Oleh Satu Cahaya Langit. Bulan Ramadan telah tiba. Umat muslim di seluruh dunia bersuka cita merayakan dan berpuasa bersama. Tidak terkecuali teman-teman mahasiswa Indonesia di Swedia sini. Berpuasa di salah satu negara paling utara memberikan keunikan tersendiri. Misalnya saja, durasi puasanya tujuh jam lebih lama daripada berpuasa di Indonesia. Kemudian suasana yang tidak semeriah puasa di tanah air. Susah enggak sih, berpuasa 20 jam?

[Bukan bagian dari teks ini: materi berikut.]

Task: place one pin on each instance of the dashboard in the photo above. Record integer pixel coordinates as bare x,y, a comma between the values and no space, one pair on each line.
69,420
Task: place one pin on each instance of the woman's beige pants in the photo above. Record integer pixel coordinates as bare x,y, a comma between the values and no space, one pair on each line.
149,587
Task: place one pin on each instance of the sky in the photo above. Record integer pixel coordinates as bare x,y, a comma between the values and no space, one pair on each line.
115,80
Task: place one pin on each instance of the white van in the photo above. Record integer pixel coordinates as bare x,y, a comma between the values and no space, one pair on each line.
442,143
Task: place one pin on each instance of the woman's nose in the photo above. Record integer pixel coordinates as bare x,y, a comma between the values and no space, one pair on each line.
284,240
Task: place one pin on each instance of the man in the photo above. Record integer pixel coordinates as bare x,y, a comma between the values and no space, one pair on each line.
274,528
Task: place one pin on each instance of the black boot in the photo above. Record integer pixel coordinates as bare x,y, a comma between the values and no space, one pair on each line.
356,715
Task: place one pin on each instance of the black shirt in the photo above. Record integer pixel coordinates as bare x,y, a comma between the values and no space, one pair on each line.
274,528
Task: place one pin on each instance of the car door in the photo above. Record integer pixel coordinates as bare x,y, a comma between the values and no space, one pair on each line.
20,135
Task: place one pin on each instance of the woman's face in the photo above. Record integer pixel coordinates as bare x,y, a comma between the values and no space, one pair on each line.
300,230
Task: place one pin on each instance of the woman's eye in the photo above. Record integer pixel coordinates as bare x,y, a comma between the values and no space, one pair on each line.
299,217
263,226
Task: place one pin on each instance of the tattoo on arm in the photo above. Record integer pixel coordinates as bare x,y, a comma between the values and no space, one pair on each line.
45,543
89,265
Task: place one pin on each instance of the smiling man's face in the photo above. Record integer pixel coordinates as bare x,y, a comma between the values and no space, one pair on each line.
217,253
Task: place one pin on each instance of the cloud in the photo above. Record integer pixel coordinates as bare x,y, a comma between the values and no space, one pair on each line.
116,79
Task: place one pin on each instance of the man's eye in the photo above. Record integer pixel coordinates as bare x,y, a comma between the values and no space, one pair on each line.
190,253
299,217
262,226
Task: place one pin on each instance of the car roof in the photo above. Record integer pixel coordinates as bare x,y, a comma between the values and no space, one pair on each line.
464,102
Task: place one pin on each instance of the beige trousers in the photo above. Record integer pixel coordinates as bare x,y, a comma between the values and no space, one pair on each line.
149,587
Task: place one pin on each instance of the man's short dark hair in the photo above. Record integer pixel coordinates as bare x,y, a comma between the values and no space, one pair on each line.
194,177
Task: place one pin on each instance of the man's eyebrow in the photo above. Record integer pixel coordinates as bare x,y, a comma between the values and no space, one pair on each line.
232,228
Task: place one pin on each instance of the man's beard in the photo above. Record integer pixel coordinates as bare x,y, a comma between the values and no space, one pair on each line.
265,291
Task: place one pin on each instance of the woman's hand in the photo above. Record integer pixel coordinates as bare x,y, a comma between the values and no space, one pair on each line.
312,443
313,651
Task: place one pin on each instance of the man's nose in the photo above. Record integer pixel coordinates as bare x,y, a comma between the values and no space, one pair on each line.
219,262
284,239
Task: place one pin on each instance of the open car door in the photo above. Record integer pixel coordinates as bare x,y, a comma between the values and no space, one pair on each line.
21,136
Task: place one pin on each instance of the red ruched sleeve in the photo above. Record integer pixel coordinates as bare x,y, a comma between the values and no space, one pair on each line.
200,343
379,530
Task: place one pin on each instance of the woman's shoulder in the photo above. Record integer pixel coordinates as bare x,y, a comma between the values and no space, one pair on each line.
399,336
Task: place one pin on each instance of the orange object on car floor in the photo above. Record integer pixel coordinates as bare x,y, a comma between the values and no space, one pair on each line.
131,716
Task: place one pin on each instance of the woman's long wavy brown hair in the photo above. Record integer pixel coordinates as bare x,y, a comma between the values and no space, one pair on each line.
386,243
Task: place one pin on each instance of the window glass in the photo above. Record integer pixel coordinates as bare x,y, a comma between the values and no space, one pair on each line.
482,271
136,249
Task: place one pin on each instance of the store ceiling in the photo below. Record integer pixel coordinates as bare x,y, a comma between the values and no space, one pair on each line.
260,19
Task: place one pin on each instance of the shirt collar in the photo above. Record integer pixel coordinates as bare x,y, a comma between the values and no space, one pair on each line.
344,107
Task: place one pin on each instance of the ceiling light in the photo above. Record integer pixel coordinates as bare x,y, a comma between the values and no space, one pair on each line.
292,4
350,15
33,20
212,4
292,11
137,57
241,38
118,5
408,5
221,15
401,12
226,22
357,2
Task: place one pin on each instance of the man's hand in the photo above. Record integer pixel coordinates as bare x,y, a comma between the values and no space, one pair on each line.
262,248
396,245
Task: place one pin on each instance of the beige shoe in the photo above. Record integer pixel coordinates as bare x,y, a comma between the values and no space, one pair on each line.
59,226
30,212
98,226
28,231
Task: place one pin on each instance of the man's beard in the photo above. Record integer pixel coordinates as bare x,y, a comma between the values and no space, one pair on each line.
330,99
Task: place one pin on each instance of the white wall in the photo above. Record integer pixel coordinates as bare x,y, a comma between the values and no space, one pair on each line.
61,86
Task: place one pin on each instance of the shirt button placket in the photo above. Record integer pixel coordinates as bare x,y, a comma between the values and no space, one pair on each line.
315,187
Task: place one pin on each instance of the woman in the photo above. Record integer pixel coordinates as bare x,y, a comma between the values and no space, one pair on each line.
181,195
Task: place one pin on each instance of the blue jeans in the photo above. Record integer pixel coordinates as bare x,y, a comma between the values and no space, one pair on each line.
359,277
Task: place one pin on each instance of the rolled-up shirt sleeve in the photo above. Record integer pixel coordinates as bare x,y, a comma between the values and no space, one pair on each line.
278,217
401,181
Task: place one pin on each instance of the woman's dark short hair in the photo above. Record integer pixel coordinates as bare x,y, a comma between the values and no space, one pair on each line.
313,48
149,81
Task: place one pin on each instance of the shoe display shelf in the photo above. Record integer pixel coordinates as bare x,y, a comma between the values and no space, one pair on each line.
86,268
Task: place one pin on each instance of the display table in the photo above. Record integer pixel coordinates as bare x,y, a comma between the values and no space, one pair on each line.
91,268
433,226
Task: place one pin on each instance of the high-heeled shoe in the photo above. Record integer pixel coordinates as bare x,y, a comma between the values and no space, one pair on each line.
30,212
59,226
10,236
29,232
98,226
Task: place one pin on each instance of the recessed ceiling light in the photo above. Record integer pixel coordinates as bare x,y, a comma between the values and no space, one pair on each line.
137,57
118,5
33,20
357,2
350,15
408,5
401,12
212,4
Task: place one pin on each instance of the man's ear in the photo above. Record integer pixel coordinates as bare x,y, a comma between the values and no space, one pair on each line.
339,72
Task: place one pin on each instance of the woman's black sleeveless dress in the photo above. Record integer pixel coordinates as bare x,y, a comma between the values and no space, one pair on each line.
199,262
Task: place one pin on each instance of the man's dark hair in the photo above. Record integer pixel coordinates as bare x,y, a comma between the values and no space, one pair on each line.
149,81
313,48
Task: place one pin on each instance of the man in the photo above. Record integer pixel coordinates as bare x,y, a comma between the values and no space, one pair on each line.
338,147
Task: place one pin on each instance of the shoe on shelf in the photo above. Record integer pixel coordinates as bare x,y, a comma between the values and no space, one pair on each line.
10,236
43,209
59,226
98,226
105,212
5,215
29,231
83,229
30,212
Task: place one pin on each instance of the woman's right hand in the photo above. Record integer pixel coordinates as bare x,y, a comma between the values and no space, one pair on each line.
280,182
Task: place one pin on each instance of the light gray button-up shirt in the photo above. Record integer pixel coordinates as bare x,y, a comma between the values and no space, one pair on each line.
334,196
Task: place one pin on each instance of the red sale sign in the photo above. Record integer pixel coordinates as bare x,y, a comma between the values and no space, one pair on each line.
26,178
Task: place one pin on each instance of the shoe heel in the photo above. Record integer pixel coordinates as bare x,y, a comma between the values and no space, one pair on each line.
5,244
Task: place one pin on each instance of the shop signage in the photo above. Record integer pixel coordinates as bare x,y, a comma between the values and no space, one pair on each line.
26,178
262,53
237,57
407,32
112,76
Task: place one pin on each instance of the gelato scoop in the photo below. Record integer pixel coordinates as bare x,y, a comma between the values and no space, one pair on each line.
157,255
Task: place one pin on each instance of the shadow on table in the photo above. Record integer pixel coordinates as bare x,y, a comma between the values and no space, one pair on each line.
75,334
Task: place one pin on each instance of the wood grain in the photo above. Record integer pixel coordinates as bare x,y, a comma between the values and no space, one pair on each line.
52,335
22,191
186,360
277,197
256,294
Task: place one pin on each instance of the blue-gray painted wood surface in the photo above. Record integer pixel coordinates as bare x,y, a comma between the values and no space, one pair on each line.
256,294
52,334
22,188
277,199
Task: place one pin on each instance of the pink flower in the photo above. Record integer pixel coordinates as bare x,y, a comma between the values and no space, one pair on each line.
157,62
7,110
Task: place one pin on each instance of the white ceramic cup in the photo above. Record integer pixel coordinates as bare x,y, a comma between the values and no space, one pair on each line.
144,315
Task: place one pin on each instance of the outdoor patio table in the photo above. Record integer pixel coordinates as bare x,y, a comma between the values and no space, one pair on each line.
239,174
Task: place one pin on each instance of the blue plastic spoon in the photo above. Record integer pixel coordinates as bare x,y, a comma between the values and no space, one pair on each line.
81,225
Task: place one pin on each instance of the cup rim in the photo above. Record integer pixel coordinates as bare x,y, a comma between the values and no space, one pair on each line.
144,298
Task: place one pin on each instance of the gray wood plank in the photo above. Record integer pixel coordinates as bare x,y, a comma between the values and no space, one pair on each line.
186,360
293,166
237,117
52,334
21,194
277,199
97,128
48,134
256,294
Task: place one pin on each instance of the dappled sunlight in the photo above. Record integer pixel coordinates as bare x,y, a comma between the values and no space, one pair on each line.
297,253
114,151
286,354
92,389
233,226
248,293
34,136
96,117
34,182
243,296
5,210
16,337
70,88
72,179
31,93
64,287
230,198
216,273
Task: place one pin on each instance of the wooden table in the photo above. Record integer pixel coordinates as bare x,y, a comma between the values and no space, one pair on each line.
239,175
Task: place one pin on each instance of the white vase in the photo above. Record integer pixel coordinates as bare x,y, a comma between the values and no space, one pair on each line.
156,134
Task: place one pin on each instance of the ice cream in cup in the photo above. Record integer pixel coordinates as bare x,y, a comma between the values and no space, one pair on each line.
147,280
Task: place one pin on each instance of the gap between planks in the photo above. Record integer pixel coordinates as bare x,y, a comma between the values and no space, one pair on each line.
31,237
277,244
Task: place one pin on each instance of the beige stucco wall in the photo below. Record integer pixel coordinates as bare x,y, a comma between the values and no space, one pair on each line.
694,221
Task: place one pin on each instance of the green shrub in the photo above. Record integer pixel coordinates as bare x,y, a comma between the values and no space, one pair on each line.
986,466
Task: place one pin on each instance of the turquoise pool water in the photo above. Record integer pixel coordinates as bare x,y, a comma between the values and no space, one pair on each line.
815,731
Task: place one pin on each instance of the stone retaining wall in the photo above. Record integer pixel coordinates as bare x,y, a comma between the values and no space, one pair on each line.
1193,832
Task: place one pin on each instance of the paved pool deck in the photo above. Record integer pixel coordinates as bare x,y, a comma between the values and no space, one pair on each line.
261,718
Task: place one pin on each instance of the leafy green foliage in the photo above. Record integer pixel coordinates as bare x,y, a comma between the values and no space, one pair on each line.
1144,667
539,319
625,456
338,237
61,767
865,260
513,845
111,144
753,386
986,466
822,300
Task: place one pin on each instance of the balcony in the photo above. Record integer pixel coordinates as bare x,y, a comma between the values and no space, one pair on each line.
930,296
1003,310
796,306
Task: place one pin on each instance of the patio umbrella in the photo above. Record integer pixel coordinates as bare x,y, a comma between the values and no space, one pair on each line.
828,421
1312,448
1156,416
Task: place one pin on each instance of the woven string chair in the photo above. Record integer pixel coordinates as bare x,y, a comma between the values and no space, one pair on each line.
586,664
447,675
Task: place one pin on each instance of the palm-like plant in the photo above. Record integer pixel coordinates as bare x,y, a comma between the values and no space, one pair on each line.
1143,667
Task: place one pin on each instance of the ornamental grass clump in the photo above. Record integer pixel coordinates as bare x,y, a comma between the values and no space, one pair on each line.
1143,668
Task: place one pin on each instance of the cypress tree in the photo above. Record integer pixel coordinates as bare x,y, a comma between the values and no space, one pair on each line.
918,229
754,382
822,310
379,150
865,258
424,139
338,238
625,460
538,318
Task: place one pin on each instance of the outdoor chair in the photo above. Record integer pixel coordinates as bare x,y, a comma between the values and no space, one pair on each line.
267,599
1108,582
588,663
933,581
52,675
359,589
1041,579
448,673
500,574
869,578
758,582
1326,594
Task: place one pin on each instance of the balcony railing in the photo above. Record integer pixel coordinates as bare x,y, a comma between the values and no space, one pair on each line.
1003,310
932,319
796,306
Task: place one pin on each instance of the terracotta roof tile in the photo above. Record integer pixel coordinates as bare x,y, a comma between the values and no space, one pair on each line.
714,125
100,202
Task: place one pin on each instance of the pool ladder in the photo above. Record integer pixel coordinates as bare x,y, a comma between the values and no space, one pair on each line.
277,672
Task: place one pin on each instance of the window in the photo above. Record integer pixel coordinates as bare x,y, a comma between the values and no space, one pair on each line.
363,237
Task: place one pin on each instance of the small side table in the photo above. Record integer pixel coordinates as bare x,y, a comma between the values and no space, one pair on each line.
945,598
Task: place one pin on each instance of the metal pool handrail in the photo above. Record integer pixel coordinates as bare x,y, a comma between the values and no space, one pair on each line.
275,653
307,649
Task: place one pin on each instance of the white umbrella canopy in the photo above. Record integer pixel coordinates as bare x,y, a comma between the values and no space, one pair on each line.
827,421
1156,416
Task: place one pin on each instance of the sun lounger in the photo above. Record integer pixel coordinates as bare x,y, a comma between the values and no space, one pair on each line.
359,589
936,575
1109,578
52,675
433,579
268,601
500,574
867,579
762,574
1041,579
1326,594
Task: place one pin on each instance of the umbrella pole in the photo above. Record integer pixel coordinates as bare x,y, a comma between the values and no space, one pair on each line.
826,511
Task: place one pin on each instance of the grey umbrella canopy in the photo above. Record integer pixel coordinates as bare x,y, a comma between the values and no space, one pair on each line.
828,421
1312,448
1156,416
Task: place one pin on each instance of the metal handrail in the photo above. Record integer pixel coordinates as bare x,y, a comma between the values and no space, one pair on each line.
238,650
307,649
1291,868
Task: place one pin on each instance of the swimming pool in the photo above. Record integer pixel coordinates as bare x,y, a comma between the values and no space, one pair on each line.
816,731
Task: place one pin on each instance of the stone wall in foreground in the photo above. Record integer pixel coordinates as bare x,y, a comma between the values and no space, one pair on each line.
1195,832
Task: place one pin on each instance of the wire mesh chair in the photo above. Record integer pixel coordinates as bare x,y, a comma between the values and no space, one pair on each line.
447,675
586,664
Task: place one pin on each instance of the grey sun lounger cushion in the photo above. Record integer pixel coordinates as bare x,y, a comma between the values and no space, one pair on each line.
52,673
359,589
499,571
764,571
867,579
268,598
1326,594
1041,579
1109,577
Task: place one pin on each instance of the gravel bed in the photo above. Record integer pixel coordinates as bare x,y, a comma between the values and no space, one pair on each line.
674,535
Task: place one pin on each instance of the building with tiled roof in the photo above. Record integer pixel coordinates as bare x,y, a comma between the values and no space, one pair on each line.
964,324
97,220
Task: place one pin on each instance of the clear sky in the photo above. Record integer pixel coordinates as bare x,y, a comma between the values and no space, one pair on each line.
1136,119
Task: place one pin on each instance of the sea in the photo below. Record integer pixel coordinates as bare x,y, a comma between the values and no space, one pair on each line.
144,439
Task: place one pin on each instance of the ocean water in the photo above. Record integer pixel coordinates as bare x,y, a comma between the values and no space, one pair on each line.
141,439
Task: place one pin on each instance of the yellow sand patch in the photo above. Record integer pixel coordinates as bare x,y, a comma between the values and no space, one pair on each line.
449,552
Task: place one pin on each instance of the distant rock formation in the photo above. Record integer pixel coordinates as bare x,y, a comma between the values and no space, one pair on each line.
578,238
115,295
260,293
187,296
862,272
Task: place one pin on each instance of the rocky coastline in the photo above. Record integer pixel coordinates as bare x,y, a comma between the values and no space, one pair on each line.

Awalnya saya mengira puasa 20 jam itu akan sulit sekali. Terutama bagi saya yang orangnya suka minum dan mudah haus. Walaupun kedengarannya Swedia itu negeri yang dingin, tapi pada musim panas suhunya bisa mencapai 30 derajat Celsius, hampir sama dengan suhu di Jakarta. Setelah menjalaninya, ternyata tidak sesulit yang dibayangkan. Malahan, tantangan terbesarnya bukan dari lapar atau hausnya, melainkan rasa segan dan awkward jika berada di pertemuan bersama orang bule dan semuanya makan. Cobaan lainnya mungkin ketika melihat unggahan foto makanan di sosial media oleh teman di Indoneia. Sedangkan 20 jam puasanya? Terasa sama saja dengan puasa 14 jam di Indonesia.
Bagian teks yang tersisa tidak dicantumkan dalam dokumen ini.